In this paper we propose a novel problem called the ForeClassing problem where the loss of a classification decision is only observed at a future time point after the classification decision has to be made. To solve this problem, we propose an approximately Bayesian deep neural network architecture called ForeClassNet for time series forecasting and classification. This network architecture forces the network to consider possible future realizations of the time series, by forecasting future time points and their likelihood of occurring, before making its final classification decision. To facilitate this, we introduce two novel neural network layers, Welford mean-variance layers and Boltzmann convolutional layers. Welford mean-variance layers allow networks to iteratively update their estimates of the mean and variance for the forecasted time points for each inputted time series to the network through successive forward passes, which the model can then consider in combination with a learned representation of the observed realizations of the time series for its classification decision. Boltzmann convolutional layers are linear combinations of approximately Bayesian convolutional layers with different filter lengths, allowing the model to learn multitemporal resolution representations of the input time series, and which resolutions to focus on within a given Boltzmann convolutional layer through a Boltzmann distribution. Through several simulation scenarios and two real world applications we demonstrate ForeClassNet achieves superior performance compared with current state of the art methods including a near 30% improvement in test set accuracy in our financial example compared to the second best performing model.

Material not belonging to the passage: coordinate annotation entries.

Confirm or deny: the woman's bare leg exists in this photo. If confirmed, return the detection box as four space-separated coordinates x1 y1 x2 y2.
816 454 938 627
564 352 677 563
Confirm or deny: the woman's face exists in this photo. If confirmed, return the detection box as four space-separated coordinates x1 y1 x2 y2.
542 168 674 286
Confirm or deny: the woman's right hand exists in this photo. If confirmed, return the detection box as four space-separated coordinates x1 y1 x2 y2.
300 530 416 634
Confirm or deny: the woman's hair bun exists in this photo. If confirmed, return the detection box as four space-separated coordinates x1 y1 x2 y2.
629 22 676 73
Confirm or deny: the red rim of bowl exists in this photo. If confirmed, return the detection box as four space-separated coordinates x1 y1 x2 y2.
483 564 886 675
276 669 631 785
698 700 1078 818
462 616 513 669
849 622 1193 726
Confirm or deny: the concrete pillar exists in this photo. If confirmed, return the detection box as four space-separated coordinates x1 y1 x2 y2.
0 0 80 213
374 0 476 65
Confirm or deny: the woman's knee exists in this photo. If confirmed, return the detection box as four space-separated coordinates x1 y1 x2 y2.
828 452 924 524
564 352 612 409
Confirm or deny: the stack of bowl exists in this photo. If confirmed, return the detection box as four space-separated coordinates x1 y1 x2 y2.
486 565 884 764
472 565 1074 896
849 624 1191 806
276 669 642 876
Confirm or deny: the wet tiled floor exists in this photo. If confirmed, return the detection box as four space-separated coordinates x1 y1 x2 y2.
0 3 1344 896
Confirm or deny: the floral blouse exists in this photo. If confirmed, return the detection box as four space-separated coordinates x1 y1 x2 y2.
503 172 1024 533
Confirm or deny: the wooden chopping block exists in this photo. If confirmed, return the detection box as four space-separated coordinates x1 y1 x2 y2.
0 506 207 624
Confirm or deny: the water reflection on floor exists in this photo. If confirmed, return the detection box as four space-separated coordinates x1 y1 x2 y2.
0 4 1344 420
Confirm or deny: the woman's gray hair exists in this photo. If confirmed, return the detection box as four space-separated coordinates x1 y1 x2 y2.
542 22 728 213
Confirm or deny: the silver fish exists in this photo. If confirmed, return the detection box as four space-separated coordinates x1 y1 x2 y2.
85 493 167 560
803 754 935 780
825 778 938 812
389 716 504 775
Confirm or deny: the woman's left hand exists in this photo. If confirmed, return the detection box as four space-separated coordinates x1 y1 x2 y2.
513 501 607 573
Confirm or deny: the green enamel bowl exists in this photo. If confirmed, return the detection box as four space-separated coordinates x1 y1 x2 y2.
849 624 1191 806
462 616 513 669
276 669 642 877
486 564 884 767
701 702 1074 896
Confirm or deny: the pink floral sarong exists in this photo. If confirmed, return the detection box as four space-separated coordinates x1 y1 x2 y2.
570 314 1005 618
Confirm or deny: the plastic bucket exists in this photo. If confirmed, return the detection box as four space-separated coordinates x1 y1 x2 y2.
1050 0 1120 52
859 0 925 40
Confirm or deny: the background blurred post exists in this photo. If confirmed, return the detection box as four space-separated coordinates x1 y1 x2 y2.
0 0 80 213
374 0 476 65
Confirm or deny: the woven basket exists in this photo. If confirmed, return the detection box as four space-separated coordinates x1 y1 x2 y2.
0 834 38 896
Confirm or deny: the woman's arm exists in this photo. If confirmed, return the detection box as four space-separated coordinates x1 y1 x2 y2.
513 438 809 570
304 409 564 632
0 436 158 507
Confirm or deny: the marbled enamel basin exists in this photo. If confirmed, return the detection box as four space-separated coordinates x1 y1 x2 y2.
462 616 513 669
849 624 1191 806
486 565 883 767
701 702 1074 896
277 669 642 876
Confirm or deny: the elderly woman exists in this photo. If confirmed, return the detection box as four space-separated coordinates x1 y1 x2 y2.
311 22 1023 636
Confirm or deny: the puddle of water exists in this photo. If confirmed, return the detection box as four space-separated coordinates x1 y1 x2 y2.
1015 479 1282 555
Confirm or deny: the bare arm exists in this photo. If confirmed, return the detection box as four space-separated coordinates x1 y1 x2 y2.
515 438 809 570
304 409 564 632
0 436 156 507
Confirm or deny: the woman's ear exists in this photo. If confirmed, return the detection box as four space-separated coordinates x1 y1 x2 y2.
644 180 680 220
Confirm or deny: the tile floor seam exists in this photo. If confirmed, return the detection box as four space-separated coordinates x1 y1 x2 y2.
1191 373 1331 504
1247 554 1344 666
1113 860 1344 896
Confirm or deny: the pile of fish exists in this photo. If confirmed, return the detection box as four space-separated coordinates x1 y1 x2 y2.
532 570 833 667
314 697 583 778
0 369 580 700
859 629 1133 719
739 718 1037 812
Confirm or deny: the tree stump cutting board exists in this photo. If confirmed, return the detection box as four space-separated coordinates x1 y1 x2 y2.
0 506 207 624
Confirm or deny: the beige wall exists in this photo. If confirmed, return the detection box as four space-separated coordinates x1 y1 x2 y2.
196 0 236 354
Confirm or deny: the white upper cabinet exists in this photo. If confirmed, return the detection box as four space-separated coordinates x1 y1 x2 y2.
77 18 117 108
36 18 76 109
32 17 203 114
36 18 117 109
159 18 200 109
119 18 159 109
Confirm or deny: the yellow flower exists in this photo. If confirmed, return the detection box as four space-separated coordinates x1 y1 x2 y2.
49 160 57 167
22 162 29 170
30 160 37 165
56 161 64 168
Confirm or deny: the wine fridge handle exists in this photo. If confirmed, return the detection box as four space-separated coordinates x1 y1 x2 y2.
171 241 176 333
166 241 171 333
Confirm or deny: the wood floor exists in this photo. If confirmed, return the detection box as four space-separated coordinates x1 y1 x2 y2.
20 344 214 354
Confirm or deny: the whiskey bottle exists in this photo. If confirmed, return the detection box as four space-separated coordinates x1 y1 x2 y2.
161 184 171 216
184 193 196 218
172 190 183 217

翻译：本文提出了一种称为"预测分类"的新问题，其分类决策的损失仅在决策完成后于未来时间点才能观测到。为解决该问题，我们提出了一种近似贝叶斯深度神经网络架构ForeClassNet，用于时间序列预测与分类。该网络架构通过预测未来时间点及其发生概率，迫使网络在做出最终分类决策前考虑时间序列可能的未来实现。为此，我们引入了两种新型神经网络层：Welford均值方差层与玻尔兹曼卷积层。Welford均值方差层允许网络通过连续前向传播，迭代更新每个输入时间序列的预测时间点均值与方差估计，模型可结合时间序列观测实况的学习表征进行综合分类决策。玻尔兹曼卷积层是不同滤波器长度的近似贝叶斯卷积层的线性组合，通过玻尔兹曼分布使模型能够学习输入时间序列的多时间分辨率表征，并确定在给定玻尔兹曼卷积层中应聚焦的分辨率。通过多个仿真场景和两个实际应用案例，我们证明ForeClassNet相比当前最先进方法具有更优性能，其中金融案例的测试集准确率较次优模型提升近30%。